So my buddy James a.k.a. n0b0d4 a.k.a. Genesyswave who you may know best for his posts on SecurityCatalyst, decides to be funny. Or maybe he was being serious. A few hours after mentioning the OAMP post, he asked if I had a post about installing OpenBSD securely.
Well, not as such...
So, here's a walk-through:
- Insert CD. You can download the ISO for free.
- Boot from it. You might need to tweak your boot settings.
- Follow the prompts.
Voila. You have a hardened, secure OpenBSD install. If you want a really secure installation, I recommend not enabling X11 or SSH. hah.
update: In my fanboy-induced haze, I must admit that I didn't even think to mention patching. There are already three reliability (potential DOS/Crash) fixes for OpenBSD as of writing, and it's not even been out for but a week or so. It goes without saying that no one is perfect. OpenBSD has patches, just like every other operating system.

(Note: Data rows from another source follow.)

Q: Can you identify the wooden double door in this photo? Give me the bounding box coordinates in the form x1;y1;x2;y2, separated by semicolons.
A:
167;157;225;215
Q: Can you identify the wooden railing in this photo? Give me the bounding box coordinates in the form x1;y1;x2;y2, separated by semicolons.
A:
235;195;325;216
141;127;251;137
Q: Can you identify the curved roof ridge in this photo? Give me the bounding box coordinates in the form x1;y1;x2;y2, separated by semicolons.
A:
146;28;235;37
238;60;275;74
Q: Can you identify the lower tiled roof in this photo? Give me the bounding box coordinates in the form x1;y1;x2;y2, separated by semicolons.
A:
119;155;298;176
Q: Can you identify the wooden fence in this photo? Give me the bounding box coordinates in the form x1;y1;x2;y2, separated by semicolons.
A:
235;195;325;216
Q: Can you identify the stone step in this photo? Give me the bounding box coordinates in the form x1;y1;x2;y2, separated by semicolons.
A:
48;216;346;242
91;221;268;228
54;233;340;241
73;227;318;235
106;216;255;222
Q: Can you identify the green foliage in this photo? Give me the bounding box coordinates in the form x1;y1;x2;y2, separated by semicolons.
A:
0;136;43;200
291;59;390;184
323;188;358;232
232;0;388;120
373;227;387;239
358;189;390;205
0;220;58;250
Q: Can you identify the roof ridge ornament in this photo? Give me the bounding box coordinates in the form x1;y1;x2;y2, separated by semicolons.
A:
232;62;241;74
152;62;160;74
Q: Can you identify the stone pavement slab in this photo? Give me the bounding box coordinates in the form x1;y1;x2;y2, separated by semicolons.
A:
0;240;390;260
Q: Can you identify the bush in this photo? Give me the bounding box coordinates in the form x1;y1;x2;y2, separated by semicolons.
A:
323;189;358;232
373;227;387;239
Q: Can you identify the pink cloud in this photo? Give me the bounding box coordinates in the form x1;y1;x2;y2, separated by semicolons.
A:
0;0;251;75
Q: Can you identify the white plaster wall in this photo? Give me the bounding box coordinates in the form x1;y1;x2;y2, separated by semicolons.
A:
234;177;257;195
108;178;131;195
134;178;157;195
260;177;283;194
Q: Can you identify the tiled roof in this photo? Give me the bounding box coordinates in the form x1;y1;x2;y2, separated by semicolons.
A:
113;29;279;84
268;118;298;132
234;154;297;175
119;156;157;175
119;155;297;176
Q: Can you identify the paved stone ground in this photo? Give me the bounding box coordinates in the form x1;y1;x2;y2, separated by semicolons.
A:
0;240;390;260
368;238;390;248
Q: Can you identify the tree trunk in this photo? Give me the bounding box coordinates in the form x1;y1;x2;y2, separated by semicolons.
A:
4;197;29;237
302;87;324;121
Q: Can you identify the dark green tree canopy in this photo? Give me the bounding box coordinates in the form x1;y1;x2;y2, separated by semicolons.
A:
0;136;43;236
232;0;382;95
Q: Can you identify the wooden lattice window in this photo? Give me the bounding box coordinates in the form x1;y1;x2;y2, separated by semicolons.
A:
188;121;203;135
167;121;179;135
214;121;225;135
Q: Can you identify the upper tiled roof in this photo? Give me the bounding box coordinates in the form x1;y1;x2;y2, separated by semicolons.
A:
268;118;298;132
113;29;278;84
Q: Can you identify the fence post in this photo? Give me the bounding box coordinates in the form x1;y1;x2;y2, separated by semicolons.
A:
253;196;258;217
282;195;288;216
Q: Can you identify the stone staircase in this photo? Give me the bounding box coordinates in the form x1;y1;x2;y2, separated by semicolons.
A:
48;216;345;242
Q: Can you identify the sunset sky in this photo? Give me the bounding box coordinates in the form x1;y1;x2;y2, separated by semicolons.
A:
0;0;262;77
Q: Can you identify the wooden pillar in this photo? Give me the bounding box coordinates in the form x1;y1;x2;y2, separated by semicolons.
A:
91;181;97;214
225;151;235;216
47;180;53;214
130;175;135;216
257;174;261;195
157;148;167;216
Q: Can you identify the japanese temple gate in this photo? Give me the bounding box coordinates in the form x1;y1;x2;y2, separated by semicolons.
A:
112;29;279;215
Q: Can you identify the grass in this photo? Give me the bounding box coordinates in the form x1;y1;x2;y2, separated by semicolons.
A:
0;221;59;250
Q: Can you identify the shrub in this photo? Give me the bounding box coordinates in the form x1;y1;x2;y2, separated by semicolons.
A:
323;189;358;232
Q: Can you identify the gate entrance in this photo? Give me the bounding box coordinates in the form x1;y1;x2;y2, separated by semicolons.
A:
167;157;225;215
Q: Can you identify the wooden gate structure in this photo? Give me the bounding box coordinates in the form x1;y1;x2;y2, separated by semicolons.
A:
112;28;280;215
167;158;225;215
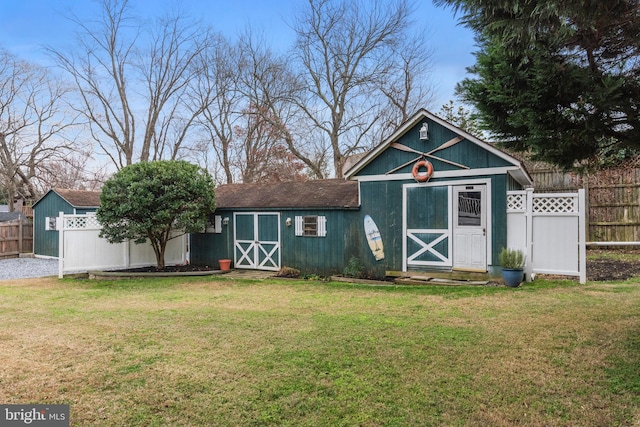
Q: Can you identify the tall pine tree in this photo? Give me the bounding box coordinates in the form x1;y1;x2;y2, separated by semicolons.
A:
435;0;640;169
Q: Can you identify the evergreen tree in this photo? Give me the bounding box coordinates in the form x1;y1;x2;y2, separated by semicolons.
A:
435;0;640;169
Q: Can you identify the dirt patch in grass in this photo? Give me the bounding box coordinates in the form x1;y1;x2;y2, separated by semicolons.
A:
587;249;640;282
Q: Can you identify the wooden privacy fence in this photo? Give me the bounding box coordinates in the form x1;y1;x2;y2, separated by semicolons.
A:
531;164;640;244
0;221;33;258
58;212;187;278
507;189;587;283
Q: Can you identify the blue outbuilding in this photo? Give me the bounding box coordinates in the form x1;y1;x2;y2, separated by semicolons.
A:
33;188;100;258
191;109;532;278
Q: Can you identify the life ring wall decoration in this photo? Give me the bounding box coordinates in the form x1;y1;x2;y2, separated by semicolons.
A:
411;160;433;182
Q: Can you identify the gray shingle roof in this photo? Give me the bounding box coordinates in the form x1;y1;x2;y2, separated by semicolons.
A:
53;188;100;208
216;179;359;208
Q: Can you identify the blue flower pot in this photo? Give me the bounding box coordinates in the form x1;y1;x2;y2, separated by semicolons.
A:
502;268;524;288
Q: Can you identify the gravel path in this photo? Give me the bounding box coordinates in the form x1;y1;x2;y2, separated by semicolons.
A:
0;258;58;280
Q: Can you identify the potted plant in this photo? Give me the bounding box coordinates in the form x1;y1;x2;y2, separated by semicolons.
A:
500;248;526;288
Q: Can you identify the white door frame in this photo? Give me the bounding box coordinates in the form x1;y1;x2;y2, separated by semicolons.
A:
402;178;493;271
233;212;282;271
452;184;488;272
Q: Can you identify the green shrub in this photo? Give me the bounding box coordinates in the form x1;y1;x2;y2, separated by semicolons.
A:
500;248;526;270
342;256;364;279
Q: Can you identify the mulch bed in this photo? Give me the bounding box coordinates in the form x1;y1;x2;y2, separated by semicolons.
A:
109;264;218;273
587;259;640;282
110;249;640;282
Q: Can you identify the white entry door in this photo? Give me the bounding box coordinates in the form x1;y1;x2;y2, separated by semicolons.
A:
453;184;487;272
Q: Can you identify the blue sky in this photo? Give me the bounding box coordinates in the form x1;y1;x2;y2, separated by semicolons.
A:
0;0;476;113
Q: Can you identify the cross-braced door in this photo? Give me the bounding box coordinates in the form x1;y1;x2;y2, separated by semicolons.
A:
403;184;452;270
233;212;280;271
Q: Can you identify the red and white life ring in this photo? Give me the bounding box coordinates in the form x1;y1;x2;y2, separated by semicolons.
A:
411;160;433;182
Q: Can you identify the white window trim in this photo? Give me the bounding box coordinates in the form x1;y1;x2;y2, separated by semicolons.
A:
295;215;327;237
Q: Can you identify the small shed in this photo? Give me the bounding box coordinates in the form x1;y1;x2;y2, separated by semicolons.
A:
191;109;532;278
345;109;532;276
33;188;100;257
190;179;361;275
0;211;27;222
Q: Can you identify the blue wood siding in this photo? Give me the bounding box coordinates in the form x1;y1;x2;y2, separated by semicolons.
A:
358;120;510;176
33;191;73;257
191;209;366;276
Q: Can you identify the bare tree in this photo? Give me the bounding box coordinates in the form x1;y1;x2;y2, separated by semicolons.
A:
0;51;77;210
49;0;208;168
294;0;432;176
194;35;246;184
36;152;109;194
235;33;326;178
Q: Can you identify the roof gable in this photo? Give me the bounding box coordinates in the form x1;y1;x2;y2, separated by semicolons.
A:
33;188;100;208
345;109;532;186
216;179;359;209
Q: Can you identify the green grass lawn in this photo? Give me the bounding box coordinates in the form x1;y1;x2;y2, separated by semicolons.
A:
0;276;640;426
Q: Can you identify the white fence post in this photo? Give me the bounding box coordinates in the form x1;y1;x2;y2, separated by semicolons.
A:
578;188;587;284
57;212;64;279
524;188;534;282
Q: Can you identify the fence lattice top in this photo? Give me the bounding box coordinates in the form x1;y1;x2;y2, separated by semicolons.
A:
507;191;527;211
507;191;579;213
533;196;578;213
64;215;102;230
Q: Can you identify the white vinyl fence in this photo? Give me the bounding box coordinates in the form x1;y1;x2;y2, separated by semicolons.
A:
58;212;188;278
507;189;587;283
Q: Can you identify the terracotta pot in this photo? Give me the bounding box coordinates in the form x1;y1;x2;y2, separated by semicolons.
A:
502;268;524;288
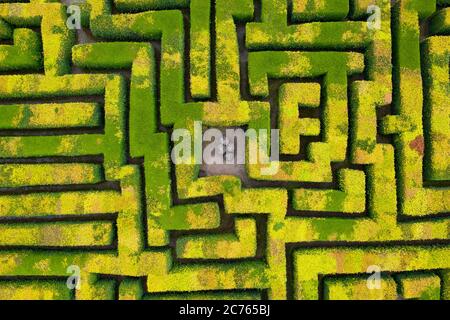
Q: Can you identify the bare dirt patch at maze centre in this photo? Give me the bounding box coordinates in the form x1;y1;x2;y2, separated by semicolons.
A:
0;0;450;299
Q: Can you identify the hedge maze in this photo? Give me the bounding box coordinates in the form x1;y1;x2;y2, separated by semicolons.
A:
0;0;450;299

Patching OpenBSD is not nearly as easy as it is on most popular Linux distributions, but the OpenBSD FAQ covers patching better than I could cover it here. To tell the truth, the patching process is one of my big gripes. To patch OpenBSD, go to the OpenBSD 4.6 Errata (patches) page and download the patches. Read the comments and follow the instructions. Note: you'll almost always need a full source tree to patch OpenBSD.